On February 26th, the Federal Communications Commission (FCC) said “yes” to net neutrality.
This 3 to 2 vote reclassifies Internet service providers as public utilities, on the same level as gas, electric and water utility companies. These new rules make sure that Internet Service Providers (ISPs) treat all legal content equally and insures that all consumers get fair access to their services.
This means that from now on Internet providers can no longer speed up access to sites that pay for faster connection. The FCC wants us to be able to browse websites of large, influential companies just as fast as the smaller sites with less traffic. We currently do not live in a ‘net neutral’ world, meaning that right now Internet providers are reserving “fast lane” networks for companies that are willing to pay big bucks for that privilege.
What about those who can’t pay for faster connection? Their transmission speeds are slowed, and this is called paid prioritization.
Pretty unfair, right? Well, with net neutrality, also called open Internet, this type of discrimination will be prohibited.

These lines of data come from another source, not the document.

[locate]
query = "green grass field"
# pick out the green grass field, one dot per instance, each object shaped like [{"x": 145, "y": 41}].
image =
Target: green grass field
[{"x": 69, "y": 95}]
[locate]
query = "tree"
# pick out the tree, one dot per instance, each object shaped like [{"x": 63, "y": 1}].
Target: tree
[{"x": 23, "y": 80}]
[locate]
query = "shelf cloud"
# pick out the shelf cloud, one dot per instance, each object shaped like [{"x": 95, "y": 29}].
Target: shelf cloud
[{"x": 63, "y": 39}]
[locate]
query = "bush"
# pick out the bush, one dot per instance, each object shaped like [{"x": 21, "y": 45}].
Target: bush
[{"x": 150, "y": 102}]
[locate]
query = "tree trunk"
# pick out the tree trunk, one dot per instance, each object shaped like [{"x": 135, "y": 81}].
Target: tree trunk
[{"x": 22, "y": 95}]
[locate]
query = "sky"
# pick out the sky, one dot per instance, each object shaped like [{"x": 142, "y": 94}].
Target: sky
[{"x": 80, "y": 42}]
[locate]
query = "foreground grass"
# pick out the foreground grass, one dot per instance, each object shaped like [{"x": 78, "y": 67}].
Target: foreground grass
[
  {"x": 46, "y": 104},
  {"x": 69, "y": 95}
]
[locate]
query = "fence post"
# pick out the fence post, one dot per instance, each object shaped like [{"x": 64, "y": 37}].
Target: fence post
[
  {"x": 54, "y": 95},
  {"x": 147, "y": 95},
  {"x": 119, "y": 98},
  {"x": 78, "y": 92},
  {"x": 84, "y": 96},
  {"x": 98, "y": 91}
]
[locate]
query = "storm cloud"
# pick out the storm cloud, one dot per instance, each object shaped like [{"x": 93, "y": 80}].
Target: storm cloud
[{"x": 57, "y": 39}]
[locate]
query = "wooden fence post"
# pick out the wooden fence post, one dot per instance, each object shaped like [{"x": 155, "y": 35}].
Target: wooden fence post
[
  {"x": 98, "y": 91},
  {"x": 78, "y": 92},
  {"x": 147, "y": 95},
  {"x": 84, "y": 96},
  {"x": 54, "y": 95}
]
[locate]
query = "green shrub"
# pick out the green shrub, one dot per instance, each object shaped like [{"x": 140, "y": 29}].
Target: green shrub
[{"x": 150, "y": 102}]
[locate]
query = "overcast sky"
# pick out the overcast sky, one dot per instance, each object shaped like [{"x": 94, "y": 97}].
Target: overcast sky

This is a big win for small businesses, startups and content providers!
Paid prioritization was bad for innovation and put the little guys at a major disadvantage. FCC Chairman, Tom Wheeler, says, “the Internet is too important to allow broadband providers to make the rules.” – and President Obama agrees.
Now that net neutrality has been approved by the FCC, there’s no telling what the future will hold. Your company’s website is now on an even playing field with the likes of Facebook and Netflix, and that’s great for business.
What Do You Think?
Does FCC control over ISPs have unforeseen implications for the future? Are there other downsides? Share your thoughts in the comments below or on our Facebook page.
Net neutrality is a BAD thing. Those who can pay more should get fast lane service. It’s called the free market. The Net Neutrality regulation marks the end of freedom online and the 300+ pages that weren’t released to the public will ultimately pave the way for content regulation in the name of “fairness.” Those who control information, control the world. Finally, the “fast lane service” for those who can afford it will not go away with this vote. There will always be carve outs and exceptions for big business favored by whomever is in power. Cronyism is all too dominant today. No one should support this type of regulation. It has brought government into was was formerly the most free (and successful) venue for free speech and innovation. A sad day indeed.
Thanks for your comment, Rick. There are certainly two sides to the story, and you bring up some great points. It’s tough because on one hand you’ve got small businesses who can “theoretically” now compete with larger organizations online, and yet there will always be loopholes for those with indispensable funds.